DAY 4

La sveglia è prestissimo e dopo una deliziosa colazione a base di avocado, mango e anguria, siamo pronti per il viaggio in macchina verso la capitale Kampala per far visita all’ambasciatore. Ci aspetta per le 10.30 ma ci consigliano di partire in anticipo perché la strada è sempre molto trafficata. Durante il tragitto possiamo osservare bancarelle di frutta, uomini che trasportano materiali pesanti in bicicletta, veri e proprio mercati di arredamento all’aperto, “boda boda” ovvero moto taxi tipici e una miriade di colori, rumori, odori diversi. Un gran caos, ma che non mi permette di staccare gli occhi un secondo da quello che mi circonda. Alcuni uomini vendono quotidiani gironzolando tra le auto incolonnate nel traffico e ne acquisto uno che ho promesso ad un amico giornalista.
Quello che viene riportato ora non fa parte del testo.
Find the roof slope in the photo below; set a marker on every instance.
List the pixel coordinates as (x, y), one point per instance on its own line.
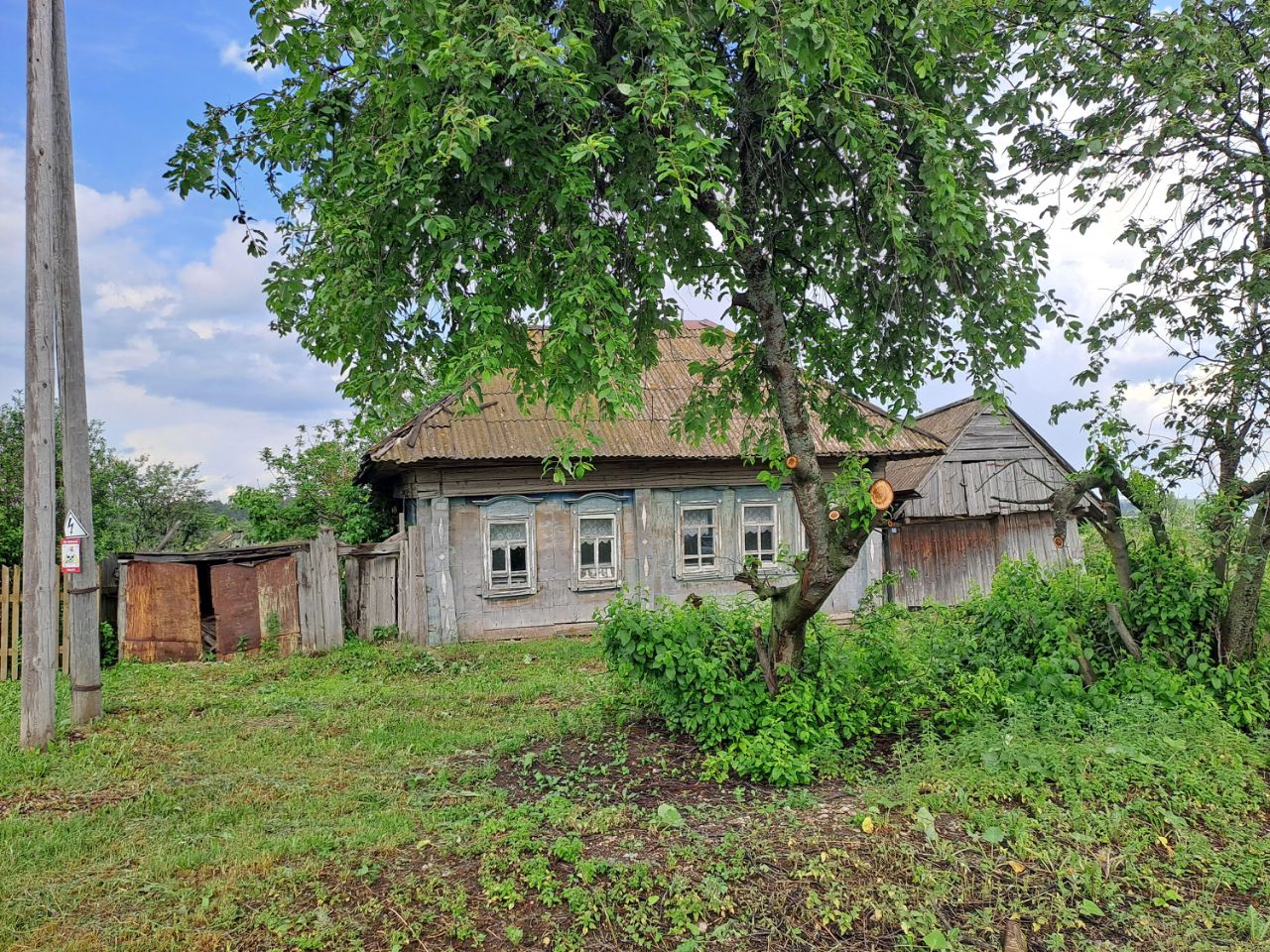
(949, 422)
(500, 430)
Scopriamo con grande piacere che in seconda pagina c’è la nostra Terry alle prese con l’insegnamento del bagher alle giovani del camp.

 

L’incontro all’ambasciata si rivela davvero interessante, scopriamo di più su questo paese speciale considerato la “perla dell’Africa”, su come vive lo sport e lo sviluppo in generale. L’ambasciatore ci racconta l’episodio poco noto del primo italiano in Uganda, il duca degli Abruzzi, il quale ha portato a termine nel 1906 la scalata del Monte Ruwenzori (5109 m). Regaliamo un pallone firmato e facciamo le foto di rito.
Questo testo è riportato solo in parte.